Example of stream reduction with distinct combiner and accumulator

If the combiner and accumulator are the same? You are confusing things here.

accumulator transforms from X to Y for example (using the identity), while combiner merges two Y into one. Also notice that one is a BiFunction and the other one is a BinaryOperator (which is actually a BiFunction<T, T, T>).

Is there an example of stream reduction with distinct combiner and accumulator?

These look pretty different to me:

    Stream.of("1", "2")
          .reduce(0, (x, y) -> x + y.length(), Integer::sum);

I think you might be confused with things like:

Stream.of("1", "2")
      .reduce("", String::concat, String::concat);

How is it possible to do?

BiFunction<String, String, String> bi = String::concat;

Well there is a hint here.

EDIT

Addressing the part where "different" means different operations, accumulator might sum, while accumulator might multiply.
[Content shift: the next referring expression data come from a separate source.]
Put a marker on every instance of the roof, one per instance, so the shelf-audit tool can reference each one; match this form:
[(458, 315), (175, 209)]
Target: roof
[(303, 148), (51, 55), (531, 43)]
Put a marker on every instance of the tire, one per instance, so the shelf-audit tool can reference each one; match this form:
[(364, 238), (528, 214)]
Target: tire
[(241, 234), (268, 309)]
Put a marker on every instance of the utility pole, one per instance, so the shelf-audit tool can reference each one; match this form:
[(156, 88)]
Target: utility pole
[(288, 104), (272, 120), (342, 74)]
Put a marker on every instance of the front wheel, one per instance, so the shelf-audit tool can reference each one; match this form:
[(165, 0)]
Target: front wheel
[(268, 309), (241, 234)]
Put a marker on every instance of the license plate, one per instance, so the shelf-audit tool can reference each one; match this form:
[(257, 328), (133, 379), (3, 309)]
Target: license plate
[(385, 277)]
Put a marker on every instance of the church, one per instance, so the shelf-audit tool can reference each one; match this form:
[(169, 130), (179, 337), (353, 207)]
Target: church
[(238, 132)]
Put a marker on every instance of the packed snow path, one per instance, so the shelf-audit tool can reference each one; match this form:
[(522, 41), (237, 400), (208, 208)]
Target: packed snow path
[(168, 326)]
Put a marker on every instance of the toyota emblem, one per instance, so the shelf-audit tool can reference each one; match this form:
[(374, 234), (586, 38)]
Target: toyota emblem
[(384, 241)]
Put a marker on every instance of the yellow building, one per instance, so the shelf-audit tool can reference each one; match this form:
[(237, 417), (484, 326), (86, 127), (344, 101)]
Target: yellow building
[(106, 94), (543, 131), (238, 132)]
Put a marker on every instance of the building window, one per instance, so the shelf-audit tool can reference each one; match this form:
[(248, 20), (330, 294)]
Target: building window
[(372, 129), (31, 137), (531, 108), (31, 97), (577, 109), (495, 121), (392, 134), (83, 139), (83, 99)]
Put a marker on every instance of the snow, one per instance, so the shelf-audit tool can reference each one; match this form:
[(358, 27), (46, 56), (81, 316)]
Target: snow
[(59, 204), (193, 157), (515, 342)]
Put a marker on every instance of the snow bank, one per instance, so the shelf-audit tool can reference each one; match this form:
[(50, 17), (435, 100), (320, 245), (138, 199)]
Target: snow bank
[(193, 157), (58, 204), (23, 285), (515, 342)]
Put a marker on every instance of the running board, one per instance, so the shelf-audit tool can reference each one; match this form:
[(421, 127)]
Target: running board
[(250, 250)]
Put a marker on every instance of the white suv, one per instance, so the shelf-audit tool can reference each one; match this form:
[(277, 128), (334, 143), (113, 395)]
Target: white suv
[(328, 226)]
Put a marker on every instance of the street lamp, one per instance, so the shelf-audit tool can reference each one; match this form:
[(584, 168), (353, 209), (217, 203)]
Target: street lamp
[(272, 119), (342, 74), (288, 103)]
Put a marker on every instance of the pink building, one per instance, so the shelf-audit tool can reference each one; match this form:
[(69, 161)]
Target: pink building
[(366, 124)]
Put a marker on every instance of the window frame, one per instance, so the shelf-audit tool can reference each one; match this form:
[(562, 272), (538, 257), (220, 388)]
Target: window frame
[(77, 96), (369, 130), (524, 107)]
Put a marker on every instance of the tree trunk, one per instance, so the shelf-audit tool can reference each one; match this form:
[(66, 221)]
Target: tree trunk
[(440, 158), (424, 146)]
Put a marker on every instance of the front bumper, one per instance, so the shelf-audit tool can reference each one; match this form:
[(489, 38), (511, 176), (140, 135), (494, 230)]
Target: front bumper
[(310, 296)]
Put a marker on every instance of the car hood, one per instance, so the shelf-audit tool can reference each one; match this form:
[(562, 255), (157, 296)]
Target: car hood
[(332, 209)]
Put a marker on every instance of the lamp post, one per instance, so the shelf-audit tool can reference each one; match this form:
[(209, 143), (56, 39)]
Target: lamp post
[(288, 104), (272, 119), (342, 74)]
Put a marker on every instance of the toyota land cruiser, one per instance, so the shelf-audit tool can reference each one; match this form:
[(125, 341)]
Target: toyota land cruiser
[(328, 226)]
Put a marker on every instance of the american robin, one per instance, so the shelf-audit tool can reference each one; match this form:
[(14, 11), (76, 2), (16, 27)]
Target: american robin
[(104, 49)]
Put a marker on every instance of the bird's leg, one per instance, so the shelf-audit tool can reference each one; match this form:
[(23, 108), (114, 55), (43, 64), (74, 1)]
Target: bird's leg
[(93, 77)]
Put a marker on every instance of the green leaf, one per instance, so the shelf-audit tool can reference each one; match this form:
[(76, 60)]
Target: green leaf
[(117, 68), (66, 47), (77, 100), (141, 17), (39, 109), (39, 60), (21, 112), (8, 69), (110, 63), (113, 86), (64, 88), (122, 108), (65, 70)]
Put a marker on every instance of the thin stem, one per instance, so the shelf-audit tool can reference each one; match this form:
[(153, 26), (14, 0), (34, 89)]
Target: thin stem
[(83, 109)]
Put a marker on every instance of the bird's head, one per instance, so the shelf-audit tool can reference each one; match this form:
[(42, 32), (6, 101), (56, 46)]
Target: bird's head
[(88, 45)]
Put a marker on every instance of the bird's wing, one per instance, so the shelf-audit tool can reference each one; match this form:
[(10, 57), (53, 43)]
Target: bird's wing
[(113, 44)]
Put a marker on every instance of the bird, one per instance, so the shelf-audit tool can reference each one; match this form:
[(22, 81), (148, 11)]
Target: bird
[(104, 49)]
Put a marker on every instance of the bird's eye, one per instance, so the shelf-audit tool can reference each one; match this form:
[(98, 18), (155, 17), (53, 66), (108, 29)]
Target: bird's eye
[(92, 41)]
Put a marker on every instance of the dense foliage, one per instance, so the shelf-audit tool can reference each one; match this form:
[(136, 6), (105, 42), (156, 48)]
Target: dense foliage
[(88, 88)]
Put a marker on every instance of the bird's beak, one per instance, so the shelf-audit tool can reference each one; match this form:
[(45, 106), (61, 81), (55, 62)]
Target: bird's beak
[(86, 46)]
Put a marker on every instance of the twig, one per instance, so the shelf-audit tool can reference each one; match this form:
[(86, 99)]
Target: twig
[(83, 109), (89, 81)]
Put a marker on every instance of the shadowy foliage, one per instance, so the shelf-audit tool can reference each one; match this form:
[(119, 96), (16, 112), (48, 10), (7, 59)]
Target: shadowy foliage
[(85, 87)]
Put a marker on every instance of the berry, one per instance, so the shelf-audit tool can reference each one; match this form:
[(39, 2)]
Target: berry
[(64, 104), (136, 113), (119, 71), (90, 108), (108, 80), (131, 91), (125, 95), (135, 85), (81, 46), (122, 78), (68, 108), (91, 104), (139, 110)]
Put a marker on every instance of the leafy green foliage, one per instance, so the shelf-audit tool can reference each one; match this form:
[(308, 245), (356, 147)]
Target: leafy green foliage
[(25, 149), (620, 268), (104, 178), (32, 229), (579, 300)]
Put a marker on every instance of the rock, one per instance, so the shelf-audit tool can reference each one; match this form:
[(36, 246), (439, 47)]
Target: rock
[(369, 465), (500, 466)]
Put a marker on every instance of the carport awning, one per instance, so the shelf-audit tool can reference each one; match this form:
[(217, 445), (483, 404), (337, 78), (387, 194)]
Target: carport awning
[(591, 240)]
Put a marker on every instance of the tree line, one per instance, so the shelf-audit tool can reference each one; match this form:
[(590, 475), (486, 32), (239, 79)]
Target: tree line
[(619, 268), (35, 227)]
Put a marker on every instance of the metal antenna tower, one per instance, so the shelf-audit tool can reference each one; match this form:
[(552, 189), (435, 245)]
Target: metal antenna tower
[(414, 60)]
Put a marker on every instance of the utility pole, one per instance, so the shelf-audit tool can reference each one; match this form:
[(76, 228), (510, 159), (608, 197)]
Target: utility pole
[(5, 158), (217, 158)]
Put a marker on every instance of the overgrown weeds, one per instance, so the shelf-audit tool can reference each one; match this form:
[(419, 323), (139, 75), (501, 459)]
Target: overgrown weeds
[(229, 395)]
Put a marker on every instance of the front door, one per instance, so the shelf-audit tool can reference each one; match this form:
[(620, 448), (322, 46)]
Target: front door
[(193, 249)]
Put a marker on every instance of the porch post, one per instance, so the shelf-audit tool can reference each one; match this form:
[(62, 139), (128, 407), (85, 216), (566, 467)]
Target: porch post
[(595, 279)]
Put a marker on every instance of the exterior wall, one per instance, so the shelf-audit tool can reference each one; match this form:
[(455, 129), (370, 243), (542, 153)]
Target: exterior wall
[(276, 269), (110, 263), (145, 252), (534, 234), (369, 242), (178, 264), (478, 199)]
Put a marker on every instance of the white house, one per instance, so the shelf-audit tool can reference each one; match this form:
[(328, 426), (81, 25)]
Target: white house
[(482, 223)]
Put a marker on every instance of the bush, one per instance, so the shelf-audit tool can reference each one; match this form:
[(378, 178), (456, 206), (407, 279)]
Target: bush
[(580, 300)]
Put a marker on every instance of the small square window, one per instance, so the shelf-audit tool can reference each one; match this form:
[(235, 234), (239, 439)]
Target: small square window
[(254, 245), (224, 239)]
This is exactly what the rule :

combiner.apply(u, accumulator.apply(identity, t)) == accumulator.apply(u, t)

is about, to protected itself from two separate associative functions, but different operations. Let's take an example of two lists (equal, but with different order). This, btw, would be a lot funner with a Set::of from java-9 that adds an internal randomization, so theoretically for the same exact input, you would get different result on the same VM from run to run. But to keep it simple:

List.of("a", "bb", "ccc", "dddd");
List.of("dddd", "a", "bb", "ccc");

And we want to perform:

....stream()
   .parallel()
   .reduce(0,
          (x, y) -> x + y.length(),
          (x, y) -> x * y);

Under the current implementation, this will yield the same result for both lists; but that is an implementation artifact.

There is nothing stopping an internal implementation in saying: "I will split the list to the smallest chunk possible, but not smaller than two elements in each of them". In such a case, this could have been translated to these splits:

["a",    "bb"]     ["ccc", "dddd"]
["dddd", "a" ]     ["bb" , "ccc" ]   

Now, "accumulate" those splits:

0 + "a".length   = 1 ; 1 + "bb".length   = 3 // thus chunk result is 3
0 + "ccc".length = 3 ; 3 + "dddd".length = 7 // thus chunk result is 7 

Now we "combine" these chunks: 3 * 7 = 21.

I am pretty sure you already see that the second list in such a scenario would result in 25; as such different operations in the accumulator and combiner can result in wrong results.